The F-Bomb

There was a time not so long ago when my children were always saying funny things... mispronouncing words, misunderstanding their meanings, and the like.  It was part of learning how to communicate verbally.  Now, apparently, the roles are being reversed, and I’m the one who doesn’t always understand what’s being said.

            A couple of weeks ago I was sitting at the computer proof-reading the chapter of a children’s tale I had written.  My thirteen-year-old daughter Josie came into the bedroom and plopped onto my bed behind me, listening half-heartedly to the news that was on CNN.  I can usually block out extraneous noise when I’m writing, but something about one particular news story grabbed my attention. 

The Prime Time anchor read from the tele-prompter.

            “Earlier today, a woman in a shopping center dropped the “F-bomb” in the midst of fellow shoppers.  An off-duty fire inspector was nearby, and asked her to refrain from doing it again, as there were children nearby.  Enraged at the inspector, the woman began letting more “F-bombs” fly until finally, the officer arrested her and escorted her from the building.”

            I turned from my computer in amazement.

            “You’ve GOT to be kidding me!  You mean you can get arrested for farting in public, now?” 

            Josie looked at me incredulously, and then collapsed onto the pillows, giggling hysterically.

            “Mum,” she gasped, “The “F-bomb” means she said the “F-word!””

            Well, THAT wasn’t what I’d been picturing, let me tell you!  The mental image I’d had was one of a young mother who was out for an afternoon of shopping which had been preceded by a lunch at a nice little restaurant.  A restaurant where she’d probably consumed a cup of chili with beans followed by a broccoli quiche.  At the shopping center, well, nature took its course like nature so often does--despite our wishes to the contrary--and the woman broke wind. 

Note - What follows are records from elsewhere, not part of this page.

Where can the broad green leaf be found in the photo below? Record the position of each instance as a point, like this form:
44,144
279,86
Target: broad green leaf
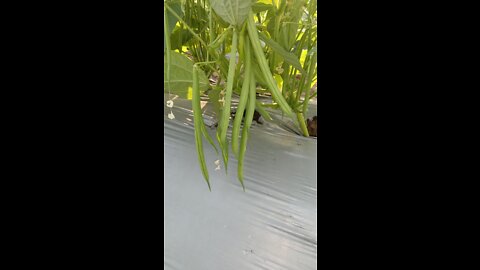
181,76
287,56
232,11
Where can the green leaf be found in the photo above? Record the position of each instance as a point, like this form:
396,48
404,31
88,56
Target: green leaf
172,20
259,7
181,76
232,11
287,56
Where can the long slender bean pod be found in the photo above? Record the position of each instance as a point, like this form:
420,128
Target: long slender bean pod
248,122
243,98
198,122
223,126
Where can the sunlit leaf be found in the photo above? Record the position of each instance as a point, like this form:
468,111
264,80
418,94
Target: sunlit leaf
232,11
181,76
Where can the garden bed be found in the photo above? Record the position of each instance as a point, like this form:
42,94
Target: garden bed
272,225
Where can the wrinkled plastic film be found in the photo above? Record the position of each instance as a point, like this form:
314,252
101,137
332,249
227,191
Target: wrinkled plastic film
273,225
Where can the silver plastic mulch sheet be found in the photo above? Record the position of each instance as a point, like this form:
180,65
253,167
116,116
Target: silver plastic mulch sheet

            Admit it, it’s happened to the best of us.  Muscles that control such things simply have a mind of their own at times, right?  Most of us quickly walk from the spot of detonation, hoping that someone else will get the blame.  If you’re really quick-witted, you might even scowl contemptuously at another passer-by or give them a reproachful glance, thereby fully depositing any guilt squarely upon another’s shoulders.

            But not the star of my misunderstood news item!  No, SHE stayed in place and bravely suffered the fallout from her bomb.  And then, when this stranger, this FIRE INSPECTOR, called her to the carpet on it, did she blush in embarrassment and apologize, as most of us would do?  No way!  I’d been convinced that this woman possessed remarkable, incredible powers!  I’d heard of being “mad enough to chew nails” and “mad enough to spit” but this woman, I thought, could flatulate on command!  After all, she was “letting F-bombs fly!”  That was something to almost—but not quite—be envious of.

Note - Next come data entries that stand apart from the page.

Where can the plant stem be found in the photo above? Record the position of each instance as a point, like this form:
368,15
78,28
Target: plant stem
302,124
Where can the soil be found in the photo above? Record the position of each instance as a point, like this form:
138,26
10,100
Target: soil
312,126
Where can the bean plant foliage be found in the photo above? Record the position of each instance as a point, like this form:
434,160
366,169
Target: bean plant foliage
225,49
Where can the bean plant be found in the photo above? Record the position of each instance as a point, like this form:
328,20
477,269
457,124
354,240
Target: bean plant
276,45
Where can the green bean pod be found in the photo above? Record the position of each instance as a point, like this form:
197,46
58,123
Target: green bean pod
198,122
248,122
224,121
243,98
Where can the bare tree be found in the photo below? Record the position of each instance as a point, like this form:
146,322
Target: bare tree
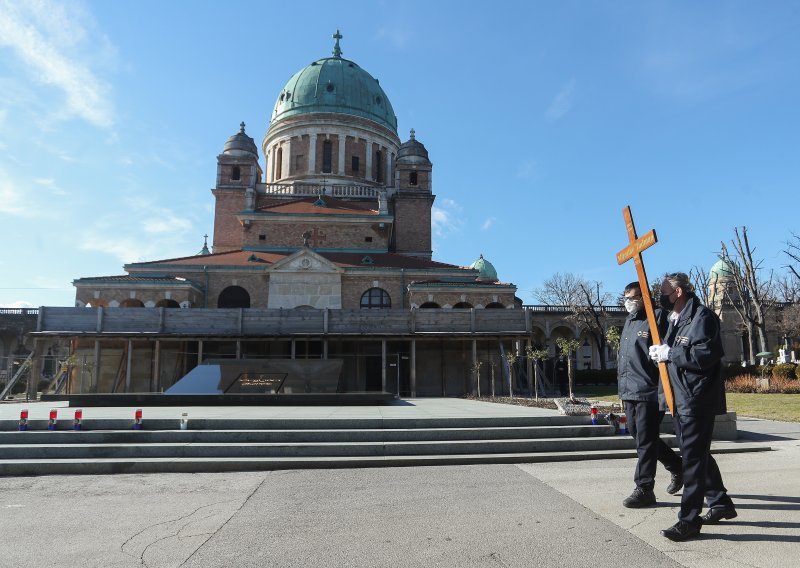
750,295
705,285
793,252
584,300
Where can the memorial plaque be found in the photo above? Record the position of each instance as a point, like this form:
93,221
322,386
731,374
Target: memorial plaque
261,376
257,383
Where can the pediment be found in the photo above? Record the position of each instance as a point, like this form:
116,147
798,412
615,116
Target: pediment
305,260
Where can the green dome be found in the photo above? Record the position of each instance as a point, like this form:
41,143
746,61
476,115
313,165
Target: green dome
486,271
721,269
335,85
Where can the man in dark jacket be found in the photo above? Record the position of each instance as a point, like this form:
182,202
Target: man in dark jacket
643,401
692,349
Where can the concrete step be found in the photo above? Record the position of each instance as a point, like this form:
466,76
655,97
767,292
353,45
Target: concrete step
296,436
314,449
234,423
197,465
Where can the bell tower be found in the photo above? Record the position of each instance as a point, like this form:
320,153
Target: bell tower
238,172
413,200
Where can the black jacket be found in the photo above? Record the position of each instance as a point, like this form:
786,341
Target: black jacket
695,361
637,375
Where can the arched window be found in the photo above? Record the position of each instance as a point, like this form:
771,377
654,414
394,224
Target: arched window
233,297
376,298
378,173
327,157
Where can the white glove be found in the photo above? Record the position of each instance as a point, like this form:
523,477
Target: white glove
659,353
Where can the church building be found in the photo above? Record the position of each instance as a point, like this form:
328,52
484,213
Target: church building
320,250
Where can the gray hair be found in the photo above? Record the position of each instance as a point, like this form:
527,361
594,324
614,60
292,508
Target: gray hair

            And the fire inspector’s involvement?  Well, in my scenario, he was concerning himself with the public welfare… a build-up of methane gas can be combustible and thereby dangerous to those humble citizens who pay his salary.  Perhaps a woman who haphazardly threw around MY kind of F-bombs SHOULD be removed from public areas!  But not arrested, no.  I thought that was taking things a bit too far.  Give her some Bean-o or Gas-X, but don’t give her a criminal record for loosing her pucker string in a crowd.

            My brief vision of “The F-bomb That Could Have Leveled a Shopping Center” went up in a puff of smoke.  (Sweet, nice-smelling smoke, like you’d get from incense or something…)   It was clear to me that I wasn’t “up” on the latest slang.

            It could be argued that someone saying the “F-word” in public SHOULD be reprimanded.  I acknowledge that there is a distressful increase in distasteful--and sometimes downright foul--language that is casually uttered these days in public, in print, and on TV.  But arrested for it?  I’m not sure.  I guess without witnessing the whole scenario, I can’t give a firm opinion on it--though getting thrown in jail for it doesn’t  seem very American to me.  And arrested by a fire marshal?  I don’t get that.  An off duty fire marshal?  Uh, uh.  It seems to me like he wanted some attention or notoriety from the incident because chances are it wouldn’t have escalated into a “letting F-bombs fly” scene if he’d chosen to handle the situation in a manner that wasn’t so antagonistic.  The bottom line is, I don’t know.

            What I DO know is that my mother never would have dropped an F-bomb—neither my kind nor Josie’s, not in public nor in the privacy of her own home!  She was and is a lady, and in the house where I grew up, to say “break wind” in the vernacular was to utter a four-letter word.  You didn’t say it.  You didn’t drop it.  And you didn’t let it fly.  And you NEVER misunderstood what she was talking about, the way I misunderstood the CNN reporter.

            I only hope that I can be half as good an example to my daughter as Mum was to me.  But I despair.  Josie’s already perfected the art of blaming the dog.